Le 25 mai est la date de création de l’Organisation de l’Unité Africaine (OUA), ancêtre de l’Union Africaine. Il est donc de tradition de célébrer à cette date, l’anniversaire de l’OUA, de célébrer l’Afrique. Au départ, cette Journée de l’Afrique était une célébration assez restreinte et politique qui se résumait aux bureaux de l’OUA/UA et aux représentations diplomatiques. Mais depuis quelques années, elle a pris plus d’ampleur et est devenue plus connue avec des manifestations populaires organisées un peu partout sur le continent et ailleurs pour célébrer l’Afrique et ses valeurs. On ne peut que s’en réjouir.
Le Continent vit encore des zones de tensions et d’insécurité malgré les différentes initiatives de l’Union Africaine pour faire taire les armes en Afrique conformément à l’Agenda 2063. Est-il encore permis d’espérer que les armes vont « se taire » sur le continent dans un avenir proche ?

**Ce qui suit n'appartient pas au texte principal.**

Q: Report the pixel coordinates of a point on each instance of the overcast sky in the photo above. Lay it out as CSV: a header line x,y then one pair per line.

Votre question renvoie sûrement à l’initiative « Faire taire les armes en Afrique » à l’horizon 2020 de l’Union Africaine. En organisant la Retraite sur les mesures pratiques pour faire taire les armes en Afrique d’ici 2020, qui a élaboré la Feuille de route principale de l’Union africaine sur les mesures pratiques pour faire taire les armes en Afrique à l’horizon 2020, le Conseil de Paix et de Sécurité a été inspiré et guidé par l’appel de la Déclaration solennelle du 50ème anniversaire de l’OUA/UA adoptée par les Chefs d’État et de gouvernement de l’UA à Addis-Abeba le 25 mai 2013, dans laquelle ils ont, entre autres aspects, exprimé leur « détermination à atteindre l’objectif d’une Afrique exempte de conflits, à faire de la paix une réalité pour tous nos peuples et à débarrasser le continent des guerres, des conflits civils, des violations des droits de l’homme, des catastrophes humanitaires et des conflits violents, et à prévenir le génocide et le colonialisme. Nous nous engageons à ne pas léguer le fardeau des conflits à la prochaine génération d’africains et nous nous engageons à mettre fin à toutes les guerres en Afrique d’ici 2020 ».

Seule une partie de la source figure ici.